Respondent contends nevertheless that appellant is estopped from challenging for the first time on appeal the procedure followed in the trial court when, as asserted by respondent, the appellant participated and acquiesced therein at the hearing in the court below. We are not unmindful of the rule that upon appeal a reversal may not be urged by reason of errors occurring in the trial court when a party has invited or failed to challenge erroneous rulings or procedure therein. The trial court is entitled to protection against thus being led into an erroneous ruling or procedure, and the adverse party in the action is entitled to have timely objection made in the trial court so that he may have an opportunity to meet the same and chart his course in that forum. Lyle v. Lyle, 53 Cal.App.2d 552, 127 P.2d 1006; 2 Cal.Jur. 241; Cummings v. Cummings, 97 Cal.App. 144, 275 P. 245. However, in the case at bar we cannot perceive wherein appellant either invited or acquiesced in the erroneous procedure followed by the trial judge. When the court first intimated an intention upon his part to refer the matter to an investigator, appellant's counsel demurred and said “I don't think there is any necessity for that.” Again appellant's counsel, according to the authenticated record before us, noted an exception to the order of reference and also filed exceptions to the proposed findings of fact, conclusions of law and the formal order, in all of which appellant emphasized her objections to the procedure followed in referring the matter to an investigator and in predicating the order affecting custody upon such investigator's recommendations.

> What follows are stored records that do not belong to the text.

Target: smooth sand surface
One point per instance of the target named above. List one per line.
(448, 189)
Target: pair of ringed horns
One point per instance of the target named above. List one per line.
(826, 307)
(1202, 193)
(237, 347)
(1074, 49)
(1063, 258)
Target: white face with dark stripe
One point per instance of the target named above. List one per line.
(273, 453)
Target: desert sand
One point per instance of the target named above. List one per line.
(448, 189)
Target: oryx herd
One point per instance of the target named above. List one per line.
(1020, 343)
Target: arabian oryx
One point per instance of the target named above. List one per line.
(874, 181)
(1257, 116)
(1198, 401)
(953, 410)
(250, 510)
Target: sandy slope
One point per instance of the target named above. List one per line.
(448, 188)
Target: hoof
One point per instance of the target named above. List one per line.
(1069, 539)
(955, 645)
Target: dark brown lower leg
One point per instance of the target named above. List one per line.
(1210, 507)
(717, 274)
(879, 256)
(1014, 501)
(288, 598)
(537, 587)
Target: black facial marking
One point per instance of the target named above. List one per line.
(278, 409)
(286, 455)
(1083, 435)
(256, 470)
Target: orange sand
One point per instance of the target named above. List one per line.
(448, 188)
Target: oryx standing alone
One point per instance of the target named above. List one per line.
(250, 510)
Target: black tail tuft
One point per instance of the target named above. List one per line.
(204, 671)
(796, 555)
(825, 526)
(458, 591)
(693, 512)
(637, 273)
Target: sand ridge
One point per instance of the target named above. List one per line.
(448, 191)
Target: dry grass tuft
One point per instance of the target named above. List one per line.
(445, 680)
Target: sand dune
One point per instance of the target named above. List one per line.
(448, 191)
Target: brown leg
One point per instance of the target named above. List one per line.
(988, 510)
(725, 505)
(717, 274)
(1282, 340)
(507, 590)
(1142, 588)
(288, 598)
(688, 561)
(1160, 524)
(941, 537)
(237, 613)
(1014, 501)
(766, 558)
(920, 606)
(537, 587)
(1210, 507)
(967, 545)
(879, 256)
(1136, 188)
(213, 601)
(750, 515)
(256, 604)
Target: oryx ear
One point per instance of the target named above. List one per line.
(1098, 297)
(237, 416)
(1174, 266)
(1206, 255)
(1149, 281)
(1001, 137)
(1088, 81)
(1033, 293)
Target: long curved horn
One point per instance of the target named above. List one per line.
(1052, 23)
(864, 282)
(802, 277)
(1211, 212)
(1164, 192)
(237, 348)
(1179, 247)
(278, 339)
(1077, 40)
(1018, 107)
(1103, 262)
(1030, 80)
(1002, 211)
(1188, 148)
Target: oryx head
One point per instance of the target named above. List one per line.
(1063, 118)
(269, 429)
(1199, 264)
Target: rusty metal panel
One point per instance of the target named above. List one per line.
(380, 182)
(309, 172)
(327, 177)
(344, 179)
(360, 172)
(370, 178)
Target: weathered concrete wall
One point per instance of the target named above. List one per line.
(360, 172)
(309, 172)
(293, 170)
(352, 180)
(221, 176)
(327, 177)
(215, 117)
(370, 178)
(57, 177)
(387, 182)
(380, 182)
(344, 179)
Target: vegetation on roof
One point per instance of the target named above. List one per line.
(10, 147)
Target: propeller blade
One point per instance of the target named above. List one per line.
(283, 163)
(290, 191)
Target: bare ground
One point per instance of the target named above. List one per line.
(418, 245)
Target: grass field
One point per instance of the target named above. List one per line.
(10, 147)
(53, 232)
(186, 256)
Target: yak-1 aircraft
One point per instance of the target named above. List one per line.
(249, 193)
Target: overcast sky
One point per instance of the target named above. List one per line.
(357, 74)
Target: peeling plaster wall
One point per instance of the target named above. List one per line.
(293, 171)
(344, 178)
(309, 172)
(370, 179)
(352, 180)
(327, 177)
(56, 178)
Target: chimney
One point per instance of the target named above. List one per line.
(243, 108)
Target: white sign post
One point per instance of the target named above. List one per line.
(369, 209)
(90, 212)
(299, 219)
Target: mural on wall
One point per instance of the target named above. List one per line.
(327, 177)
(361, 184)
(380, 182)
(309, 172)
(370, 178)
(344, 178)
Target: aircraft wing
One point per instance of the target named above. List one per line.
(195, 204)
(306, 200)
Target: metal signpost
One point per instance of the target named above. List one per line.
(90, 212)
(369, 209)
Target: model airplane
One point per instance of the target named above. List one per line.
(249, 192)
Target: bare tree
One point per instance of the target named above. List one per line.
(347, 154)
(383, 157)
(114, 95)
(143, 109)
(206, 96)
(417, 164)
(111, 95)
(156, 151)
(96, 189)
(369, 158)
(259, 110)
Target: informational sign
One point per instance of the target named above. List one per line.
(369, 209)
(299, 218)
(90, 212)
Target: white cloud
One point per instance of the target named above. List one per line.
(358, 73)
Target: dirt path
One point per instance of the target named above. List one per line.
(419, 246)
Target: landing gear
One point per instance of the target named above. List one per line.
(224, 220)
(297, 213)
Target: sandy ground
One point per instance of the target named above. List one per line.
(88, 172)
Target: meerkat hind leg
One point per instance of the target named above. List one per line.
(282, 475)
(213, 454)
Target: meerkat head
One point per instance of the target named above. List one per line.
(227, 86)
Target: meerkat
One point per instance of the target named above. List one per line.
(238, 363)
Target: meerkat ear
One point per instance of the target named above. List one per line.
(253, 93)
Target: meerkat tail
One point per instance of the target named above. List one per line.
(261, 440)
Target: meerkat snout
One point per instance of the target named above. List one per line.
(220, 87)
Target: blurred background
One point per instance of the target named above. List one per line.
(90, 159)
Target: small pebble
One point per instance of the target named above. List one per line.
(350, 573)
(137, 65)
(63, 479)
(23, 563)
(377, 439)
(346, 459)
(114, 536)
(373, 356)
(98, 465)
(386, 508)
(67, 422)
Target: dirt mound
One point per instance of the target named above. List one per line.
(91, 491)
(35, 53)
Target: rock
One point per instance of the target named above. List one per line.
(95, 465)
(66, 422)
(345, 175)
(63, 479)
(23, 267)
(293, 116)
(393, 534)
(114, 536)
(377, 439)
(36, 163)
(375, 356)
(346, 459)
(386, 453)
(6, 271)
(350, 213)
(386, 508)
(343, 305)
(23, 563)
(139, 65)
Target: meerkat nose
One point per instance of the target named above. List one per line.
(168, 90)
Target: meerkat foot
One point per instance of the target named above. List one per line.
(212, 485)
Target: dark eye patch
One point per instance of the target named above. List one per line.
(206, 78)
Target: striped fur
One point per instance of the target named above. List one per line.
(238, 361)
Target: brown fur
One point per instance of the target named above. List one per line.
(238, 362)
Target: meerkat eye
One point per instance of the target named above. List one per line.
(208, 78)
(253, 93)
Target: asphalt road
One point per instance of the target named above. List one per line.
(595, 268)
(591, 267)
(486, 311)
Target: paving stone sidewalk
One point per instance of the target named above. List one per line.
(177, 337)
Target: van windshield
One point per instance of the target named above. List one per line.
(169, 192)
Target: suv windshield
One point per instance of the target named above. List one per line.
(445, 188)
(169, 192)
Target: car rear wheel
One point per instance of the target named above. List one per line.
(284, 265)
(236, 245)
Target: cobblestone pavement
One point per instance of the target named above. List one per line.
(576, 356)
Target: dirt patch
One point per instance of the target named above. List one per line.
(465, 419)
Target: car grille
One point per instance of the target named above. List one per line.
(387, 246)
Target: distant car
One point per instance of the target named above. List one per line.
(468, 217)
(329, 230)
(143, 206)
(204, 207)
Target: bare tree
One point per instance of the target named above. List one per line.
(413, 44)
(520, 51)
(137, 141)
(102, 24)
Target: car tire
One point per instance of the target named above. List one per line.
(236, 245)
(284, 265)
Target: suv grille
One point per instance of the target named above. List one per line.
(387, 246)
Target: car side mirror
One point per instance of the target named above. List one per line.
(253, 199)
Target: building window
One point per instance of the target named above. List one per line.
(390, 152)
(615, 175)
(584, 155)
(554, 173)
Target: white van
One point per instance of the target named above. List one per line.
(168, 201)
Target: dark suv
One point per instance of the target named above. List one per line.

We must, therefore, conclude that appellant's objections to the procedure followed were timely and that both respondent and the court acted with knowledge thereof.
We do not deem it necessary to discuss or decide the question as to whether respondent was entitled to file a supplemental affidavit on December 27, 1941, because it is at once apparent that the ruling and order of the court made November 7, 1941, could not have been influenced thereby, and in any event, as heretofore pointed out the trial judge according to his own declaration predicated his orders primarily and exclusively upon the report and recommendations of the investigator which he unequivocally stated “would be final.”
The foregoing conclusions at which we have arrived render it unnecessary to consider other points raised.
For the reasons herein stated the orders and each of them from which these appeals were taken are reversed and the cause remanded with directions to the court below to proceed with a hearing or hearings on the order to show cause in accordance with the views herein expressed.
YORK, P. J., and DORAN, J., concurred.